La peregrina Egeria nos explica que en Jerusalén a finales del siglo IV el domingo antes de Pascua se hacía una procesión que iba desde la Montaña de los Olivos hasta la basílica de la «Anástasis». La gente llevaba ramos y cantaba, precediendo el obispo que hacía presente Jesús. Se trataba de volver a hacer “en el mismo lugar” aquello que había pasado los últimos días de la vida de Jesús. También nosotros queremos imitar la entrada de Jesús en Jerusalén entrando al templo donde celebramos y allá escuchar la lectura de la Pasión.

Es el preámbulo de la Semana Santa, este año muy tardía.
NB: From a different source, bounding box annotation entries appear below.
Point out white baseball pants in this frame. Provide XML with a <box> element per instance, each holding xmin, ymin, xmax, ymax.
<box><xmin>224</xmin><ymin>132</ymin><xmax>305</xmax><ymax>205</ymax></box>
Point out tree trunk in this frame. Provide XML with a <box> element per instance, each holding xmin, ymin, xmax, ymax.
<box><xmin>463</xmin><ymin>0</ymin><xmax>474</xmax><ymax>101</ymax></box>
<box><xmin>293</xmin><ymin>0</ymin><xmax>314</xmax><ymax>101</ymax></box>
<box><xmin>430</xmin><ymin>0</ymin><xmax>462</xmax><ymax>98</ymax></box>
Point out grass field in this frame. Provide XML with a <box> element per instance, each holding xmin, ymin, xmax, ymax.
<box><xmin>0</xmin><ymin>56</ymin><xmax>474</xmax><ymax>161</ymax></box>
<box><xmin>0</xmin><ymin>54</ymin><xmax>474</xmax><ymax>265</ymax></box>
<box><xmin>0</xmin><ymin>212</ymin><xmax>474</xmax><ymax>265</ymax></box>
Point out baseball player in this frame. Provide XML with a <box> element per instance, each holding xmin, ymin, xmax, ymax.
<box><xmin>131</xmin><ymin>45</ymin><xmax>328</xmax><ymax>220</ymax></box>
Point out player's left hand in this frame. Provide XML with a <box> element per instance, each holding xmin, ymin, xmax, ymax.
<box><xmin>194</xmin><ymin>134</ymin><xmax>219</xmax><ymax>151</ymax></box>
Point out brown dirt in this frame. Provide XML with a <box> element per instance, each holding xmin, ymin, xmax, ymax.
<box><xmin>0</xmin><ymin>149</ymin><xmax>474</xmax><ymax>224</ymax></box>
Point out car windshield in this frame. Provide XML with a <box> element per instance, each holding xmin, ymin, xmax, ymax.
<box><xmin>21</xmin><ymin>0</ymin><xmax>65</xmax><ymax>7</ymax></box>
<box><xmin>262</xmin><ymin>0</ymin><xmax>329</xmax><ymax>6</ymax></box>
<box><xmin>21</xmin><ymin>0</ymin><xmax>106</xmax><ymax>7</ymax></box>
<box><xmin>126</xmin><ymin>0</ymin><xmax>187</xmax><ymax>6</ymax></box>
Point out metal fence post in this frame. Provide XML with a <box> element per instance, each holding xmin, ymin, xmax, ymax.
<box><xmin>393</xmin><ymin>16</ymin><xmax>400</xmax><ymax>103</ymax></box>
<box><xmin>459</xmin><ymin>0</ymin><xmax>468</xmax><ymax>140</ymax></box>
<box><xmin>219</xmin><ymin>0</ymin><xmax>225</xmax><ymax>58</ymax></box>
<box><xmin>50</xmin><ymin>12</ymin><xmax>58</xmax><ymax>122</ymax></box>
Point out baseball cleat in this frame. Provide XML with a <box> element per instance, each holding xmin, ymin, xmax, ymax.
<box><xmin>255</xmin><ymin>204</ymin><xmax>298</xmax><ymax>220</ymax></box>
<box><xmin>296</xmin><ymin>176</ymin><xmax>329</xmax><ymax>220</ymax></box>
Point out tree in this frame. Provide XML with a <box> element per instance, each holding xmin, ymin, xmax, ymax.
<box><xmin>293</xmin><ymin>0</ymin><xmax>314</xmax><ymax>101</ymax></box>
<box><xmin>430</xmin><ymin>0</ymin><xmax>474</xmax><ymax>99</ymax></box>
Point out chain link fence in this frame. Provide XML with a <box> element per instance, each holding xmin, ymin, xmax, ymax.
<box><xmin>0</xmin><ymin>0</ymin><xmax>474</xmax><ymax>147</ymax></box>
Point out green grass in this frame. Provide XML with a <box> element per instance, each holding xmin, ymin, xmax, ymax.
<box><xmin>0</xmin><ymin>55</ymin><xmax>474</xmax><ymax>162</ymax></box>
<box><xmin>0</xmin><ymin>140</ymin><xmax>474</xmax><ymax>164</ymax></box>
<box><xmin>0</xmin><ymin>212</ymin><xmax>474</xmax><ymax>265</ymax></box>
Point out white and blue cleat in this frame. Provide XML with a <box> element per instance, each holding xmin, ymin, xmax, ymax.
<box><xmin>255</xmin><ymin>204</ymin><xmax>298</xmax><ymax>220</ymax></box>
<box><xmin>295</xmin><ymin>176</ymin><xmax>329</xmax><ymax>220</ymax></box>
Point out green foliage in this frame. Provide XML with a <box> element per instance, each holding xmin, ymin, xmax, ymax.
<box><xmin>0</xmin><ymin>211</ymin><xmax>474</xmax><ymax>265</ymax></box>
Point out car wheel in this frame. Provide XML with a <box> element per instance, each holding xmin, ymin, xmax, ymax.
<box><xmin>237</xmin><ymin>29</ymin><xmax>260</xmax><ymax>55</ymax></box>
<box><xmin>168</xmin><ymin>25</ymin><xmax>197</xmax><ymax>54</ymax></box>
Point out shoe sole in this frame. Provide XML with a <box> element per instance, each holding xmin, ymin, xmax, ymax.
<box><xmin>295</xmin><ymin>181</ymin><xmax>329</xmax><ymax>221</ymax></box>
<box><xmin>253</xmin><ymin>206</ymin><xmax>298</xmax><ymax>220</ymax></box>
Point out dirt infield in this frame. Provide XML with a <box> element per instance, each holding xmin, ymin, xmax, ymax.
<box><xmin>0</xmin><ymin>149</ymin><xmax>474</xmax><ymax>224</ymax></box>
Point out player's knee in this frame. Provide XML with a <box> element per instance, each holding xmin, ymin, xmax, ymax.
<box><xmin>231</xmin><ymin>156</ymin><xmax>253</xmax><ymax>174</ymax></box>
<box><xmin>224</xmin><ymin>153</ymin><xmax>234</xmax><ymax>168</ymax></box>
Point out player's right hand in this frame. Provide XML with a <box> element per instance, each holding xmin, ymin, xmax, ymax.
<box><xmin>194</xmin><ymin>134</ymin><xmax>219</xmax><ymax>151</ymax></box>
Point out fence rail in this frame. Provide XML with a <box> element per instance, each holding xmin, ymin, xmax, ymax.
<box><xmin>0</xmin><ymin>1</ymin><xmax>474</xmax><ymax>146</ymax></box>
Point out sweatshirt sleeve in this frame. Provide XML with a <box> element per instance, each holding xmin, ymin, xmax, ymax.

Esto es así porque queremos celebrar la Pascua “en el mismo momento” en qué Jesús habría muerto en la cruz y habría resucitado hoy. Pascua tiene un valor significativo muy sacramental por ella misma, tal como observan a menudo los Padres.

Qué bien que expresa san Agustín este sentido contemplativo de la Pasión de Jesús desde la perspectiva de su victoria pascual. Escuchémoslo desde un fragmento de un sermón suyo extraído de los Comentarios a los Salmos. Dice: La pasión de nuestro Señor y Salvador Jesucristo es el origen de nuestra esperanza y nos enseña a sufrir pacientemente. En efecto, ¿qué hay que no puedan esperar de la bondad divina los coros de los fieles, si por ellos el Hijo único de Dios, eterno como el Padre, no tuvo bastante con hacerse hombre, y con nacer con el linaje humano, sino que incluso quiso morir en manos de los hombres que él mimso había creado? Es mucho lo que Dios nos promete; pero es mucho más lo que recordamos que ha hecho por nosotros.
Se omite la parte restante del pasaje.